Enquanto jogava e fumava narguilé com um amigo, em um café em Damasco, disse a Opera Mundi: “a Síria não é a mesma desde 2004, com as sanções internacionais. Mas nós precisamos dar uma chance ao HTS, são tudo o que temos agora.”
A preocupação de Rijleh parece ser com as intenções do HTS. “Al-Bashir não tem história política. Você já ouviu algum discurso do HTS? Eles não têm um plano”, desabafou.
Rami Hussein, cinematógrafo de 23 anos, também está cético quanto ao novo primeiro-ministro. “Para mim, al-Bashir é uma pessoa em quem não posso confiar, a menos que comece a ver mudanças claras e sólidas”, declarou.
À reportagem, Hussein disse que a experiência do agora premiê em Idlib “não é suficiente para provar sua capacidade”.
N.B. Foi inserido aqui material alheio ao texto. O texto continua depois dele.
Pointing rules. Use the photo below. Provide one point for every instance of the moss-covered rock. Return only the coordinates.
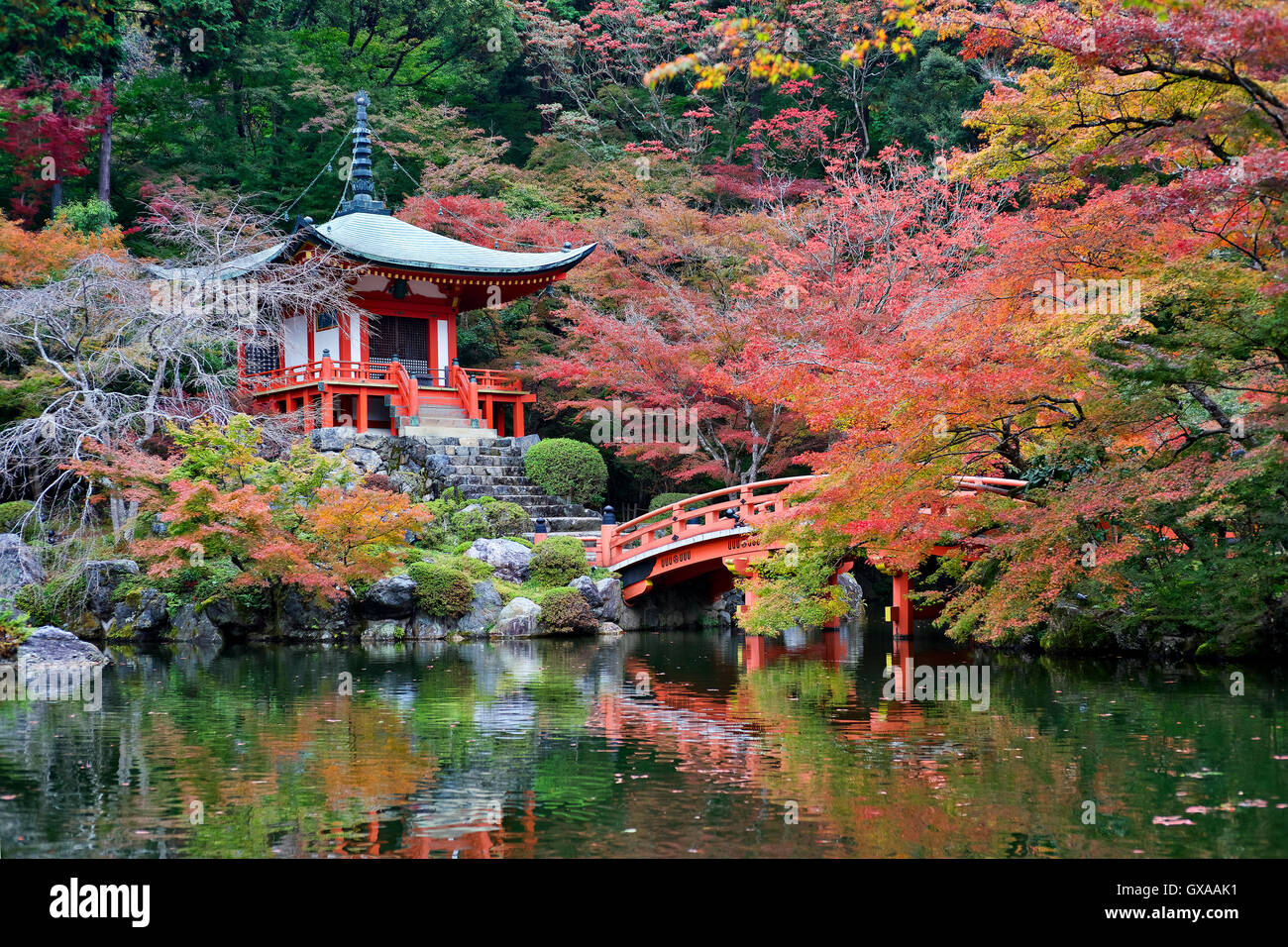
(558, 561)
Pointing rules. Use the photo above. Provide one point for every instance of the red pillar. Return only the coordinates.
(901, 612)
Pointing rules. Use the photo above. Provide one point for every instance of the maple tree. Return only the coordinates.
(299, 521)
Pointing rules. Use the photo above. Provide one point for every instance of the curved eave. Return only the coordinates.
(434, 254)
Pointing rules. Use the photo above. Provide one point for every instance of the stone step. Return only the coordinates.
(581, 526)
(476, 437)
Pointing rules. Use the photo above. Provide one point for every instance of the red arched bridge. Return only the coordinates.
(716, 535)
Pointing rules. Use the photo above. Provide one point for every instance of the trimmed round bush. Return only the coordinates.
(505, 518)
(565, 612)
(563, 467)
(666, 500)
(558, 561)
(441, 590)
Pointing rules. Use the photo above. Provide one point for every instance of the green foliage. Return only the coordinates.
(565, 611)
(666, 500)
(13, 631)
(797, 591)
(459, 521)
(11, 514)
(558, 561)
(220, 455)
(563, 467)
(56, 602)
(442, 590)
(88, 217)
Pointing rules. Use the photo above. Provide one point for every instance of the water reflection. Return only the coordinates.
(678, 744)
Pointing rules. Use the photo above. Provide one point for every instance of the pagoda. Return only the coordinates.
(391, 365)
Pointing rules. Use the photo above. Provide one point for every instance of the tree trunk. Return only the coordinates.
(104, 144)
(55, 195)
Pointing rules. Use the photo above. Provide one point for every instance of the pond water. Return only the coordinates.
(666, 744)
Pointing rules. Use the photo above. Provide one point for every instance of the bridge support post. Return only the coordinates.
(605, 538)
(901, 612)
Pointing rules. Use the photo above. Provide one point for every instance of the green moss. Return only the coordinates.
(558, 561)
(565, 611)
(441, 590)
(13, 631)
(55, 602)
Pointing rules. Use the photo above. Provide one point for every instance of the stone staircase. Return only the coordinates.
(493, 467)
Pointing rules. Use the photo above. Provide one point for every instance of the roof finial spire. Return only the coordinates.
(362, 184)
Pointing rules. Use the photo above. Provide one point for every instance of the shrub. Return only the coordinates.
(13, 512)
(88, 217)
(13, 631)
(563, 467)
(442, 590)
(471, 525)
(666, 500)
(380, 482)
(503, 517)
(53, 603)
(558, 561)
(565, 611)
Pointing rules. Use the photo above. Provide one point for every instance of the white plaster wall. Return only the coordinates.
(327, 339)
(296, 341)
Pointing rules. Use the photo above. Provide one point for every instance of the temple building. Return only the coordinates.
(393, 365)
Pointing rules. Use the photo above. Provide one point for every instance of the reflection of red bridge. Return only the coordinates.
(712, 535)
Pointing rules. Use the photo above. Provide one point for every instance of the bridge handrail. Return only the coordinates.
(664, 512)
(674, 518)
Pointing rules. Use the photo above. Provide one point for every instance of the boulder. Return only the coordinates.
(101, 579)
(609, 591)
(304, 616)
(390, 598)
(20, 565)
(50, 644)
(518, 618)
(232, 616)
(587, 586)
(484, 609)
(386, 630)
(853, 594)
(145, 612)
(333, 438)
(430, 628)
(366, 460)
(189, 626)
(509, 560)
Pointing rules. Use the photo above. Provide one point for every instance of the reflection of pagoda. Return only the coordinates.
(394, 363)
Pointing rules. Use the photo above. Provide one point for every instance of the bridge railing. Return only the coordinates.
(730, 508)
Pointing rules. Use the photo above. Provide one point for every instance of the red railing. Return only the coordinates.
(321, 369)
(493, 380)
(467, 390)
(724, 509)
(408, 390)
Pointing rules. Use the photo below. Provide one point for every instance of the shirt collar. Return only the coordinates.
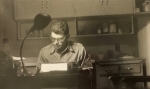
(69, 47)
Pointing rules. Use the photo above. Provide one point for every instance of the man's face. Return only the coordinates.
(59, 40)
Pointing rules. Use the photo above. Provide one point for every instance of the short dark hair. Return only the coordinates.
(59, 27)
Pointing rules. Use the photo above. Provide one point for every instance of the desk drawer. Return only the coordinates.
(108, 69)
(130, 68)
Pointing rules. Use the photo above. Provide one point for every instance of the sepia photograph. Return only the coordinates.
(74, 44)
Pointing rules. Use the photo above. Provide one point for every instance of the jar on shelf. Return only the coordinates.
(99, 30)
(105, 28)
(146, 5)
(113, 27)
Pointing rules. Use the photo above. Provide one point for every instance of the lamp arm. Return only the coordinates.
(21, 51)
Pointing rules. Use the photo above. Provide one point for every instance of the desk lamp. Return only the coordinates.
(40, 22)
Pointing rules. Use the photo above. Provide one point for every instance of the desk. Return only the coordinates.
(129, 82)
(74, 80)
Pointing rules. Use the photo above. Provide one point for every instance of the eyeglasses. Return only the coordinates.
(58, 39)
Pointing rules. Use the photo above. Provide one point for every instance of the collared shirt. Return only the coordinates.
(75, 52)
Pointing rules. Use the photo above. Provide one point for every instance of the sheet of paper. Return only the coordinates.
(17, 58)
(53, 67)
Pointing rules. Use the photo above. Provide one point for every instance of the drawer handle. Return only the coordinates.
(108, 70)
(129, 68)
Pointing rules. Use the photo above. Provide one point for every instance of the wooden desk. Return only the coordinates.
(74, 80)
(119, 68)
(129, 82)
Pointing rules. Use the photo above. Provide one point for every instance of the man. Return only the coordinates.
(61, 49)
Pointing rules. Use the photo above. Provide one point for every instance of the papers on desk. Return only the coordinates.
(53, 67)
(17, 58)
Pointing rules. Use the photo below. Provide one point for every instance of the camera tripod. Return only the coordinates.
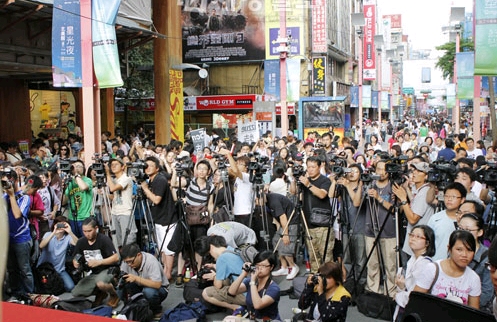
(147, 227)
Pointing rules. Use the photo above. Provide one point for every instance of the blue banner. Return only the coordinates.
(105, 55)
(66, 44)
(272, 79)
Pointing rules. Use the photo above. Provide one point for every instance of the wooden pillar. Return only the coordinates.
(167, 52)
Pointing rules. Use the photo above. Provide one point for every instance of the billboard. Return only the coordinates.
(222, 31)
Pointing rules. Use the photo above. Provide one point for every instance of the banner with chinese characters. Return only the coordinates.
(318, 75)
(176, 107)
(222, 31)
(105, 55)
(66, 44)
(319, 30)
(485, 38)
(272, 79)
(295, 14)
(369, 52)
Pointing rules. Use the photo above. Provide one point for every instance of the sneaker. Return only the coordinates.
(294, 271)
(281, 272)
(179, 281)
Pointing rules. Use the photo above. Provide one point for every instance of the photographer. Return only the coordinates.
(142, 273)
(97, 254)
(325, 295)
(79, 195)
(122, 201)
(18, 261)
(163, 210)
(353, 222)
(263, 294)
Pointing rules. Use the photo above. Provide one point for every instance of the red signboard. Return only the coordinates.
(226, 102)
(369, 53)
(319, 30)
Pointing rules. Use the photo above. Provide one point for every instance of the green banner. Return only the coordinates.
(105, 55)
(485, 38)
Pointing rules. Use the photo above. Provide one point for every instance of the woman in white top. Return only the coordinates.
(422, 243)
(456, 281)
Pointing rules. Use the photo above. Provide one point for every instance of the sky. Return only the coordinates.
(423, 20)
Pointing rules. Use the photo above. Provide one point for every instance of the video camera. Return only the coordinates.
(442, 173)
(137, 170)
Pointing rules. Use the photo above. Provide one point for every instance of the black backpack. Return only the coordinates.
(137, 309)
(47, 280)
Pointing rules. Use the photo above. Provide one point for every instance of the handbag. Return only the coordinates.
(197, 215)
(320, 217)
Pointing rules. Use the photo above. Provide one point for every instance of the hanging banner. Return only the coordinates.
(369, 52)
(319, 30)
(176, 107)
(293, 79)
(318, 75)
(465, 79)
(66, 44)
(272, 79)
(485, 38)
(105, 55)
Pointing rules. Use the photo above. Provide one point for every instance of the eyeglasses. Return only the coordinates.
(259, 266)
(129, 262)
(451, 197)
(418, 237)
(490, 267)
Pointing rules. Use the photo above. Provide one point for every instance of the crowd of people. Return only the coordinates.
(337, 195)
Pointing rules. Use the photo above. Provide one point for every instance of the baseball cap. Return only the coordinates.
(421, 166)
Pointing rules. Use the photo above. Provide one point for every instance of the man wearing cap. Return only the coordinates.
(121, 188)
(419, 210)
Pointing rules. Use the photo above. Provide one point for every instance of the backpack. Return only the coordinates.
(183, 311)
(47, 280)
(137, 309)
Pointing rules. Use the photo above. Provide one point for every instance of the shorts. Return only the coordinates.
(163, 232)
(222, 295)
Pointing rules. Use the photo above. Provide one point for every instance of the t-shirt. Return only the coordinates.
(102, 248)
(150, 269)
(457, 289)
(235, 234)
(271, 311)
(310, 201)
(122, 203)
(242, 203)
(55, 251)
(164, 213)
(80, 202)
(19, 228)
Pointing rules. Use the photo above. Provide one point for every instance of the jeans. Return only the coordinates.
(19, 267)
(154, 296)
(68, 282)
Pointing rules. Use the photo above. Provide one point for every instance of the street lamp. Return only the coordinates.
(457, 15)
(358, 22)
(378, 43)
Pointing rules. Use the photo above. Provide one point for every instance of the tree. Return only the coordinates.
(446, 62)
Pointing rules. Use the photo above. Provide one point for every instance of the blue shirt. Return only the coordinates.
(19, 228)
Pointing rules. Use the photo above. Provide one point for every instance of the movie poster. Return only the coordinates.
(222, 31)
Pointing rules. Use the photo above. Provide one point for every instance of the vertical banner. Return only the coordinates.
(465, 79)
(354, 96)
(105, 55)
(176, 99)
(198, 138)
(366, 96)
(485, 38)
(66, 44)
(369, 52)
(272, 79)
(293, 79)
(318, 75)
(319, 30)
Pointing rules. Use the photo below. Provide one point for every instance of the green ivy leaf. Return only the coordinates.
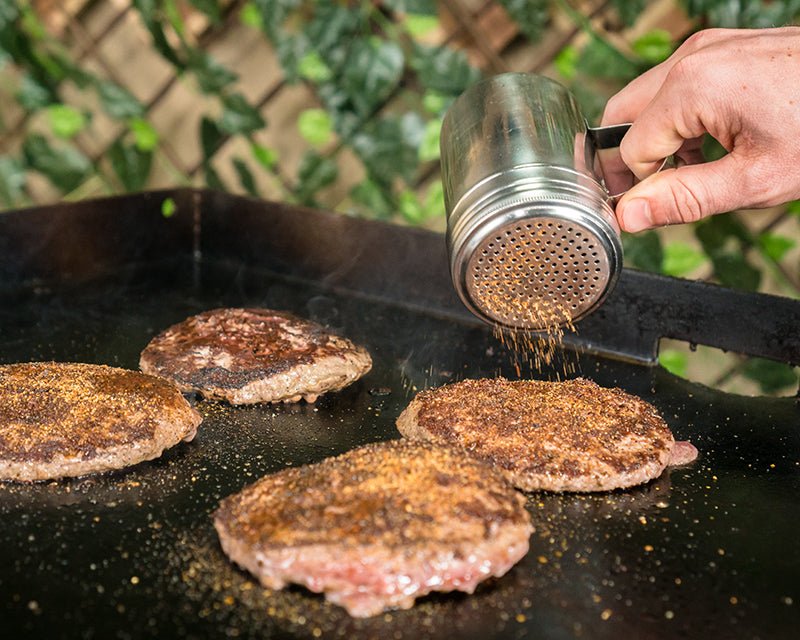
(531, 16)
(335, 28)
(681, 258)
(250, 16)
(435, 103)
(376, 199)
(717, 233)
(12, 180)
(388, 147)
(373, 69)
(239, 116)
(65, 121)
(274, 14)
(315, 173)
(211, 136)
(144, 134)
(212, 76)
(776, 246)
(770, 376)
(117, 101)
(313, 68)
(643, 251)
(131, 165)
(210, 8)
(265, 156)
(149, 12)
(213, 181)
(434, 200)
(410, 207)
(654, 46)
(174, 17)
(601, 59)
(566, 62)
(423, 7)
(316, 126)
(629, 10)
(733, 270)
(419, 25)
(429, 146)
(674, 361)
(712, 149)
(33, 95)
(168, 207)
(245, 177)
(443, 70)
(64, 166)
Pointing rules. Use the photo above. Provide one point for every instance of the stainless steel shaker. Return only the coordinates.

Para Hussein, o maior desafio a ser enfrentado por al-Bashir é a diferença entre Idlib e o resto da Síria: “a maioria em Idlib está esperando o HTS transformar a Síria em um Estado islâmico”, afirmou.
“Suas bandeiras, sinais e discursos mostram essa intenção, contrária à maioria dos muçulmanos, cristãos e outros grupos.”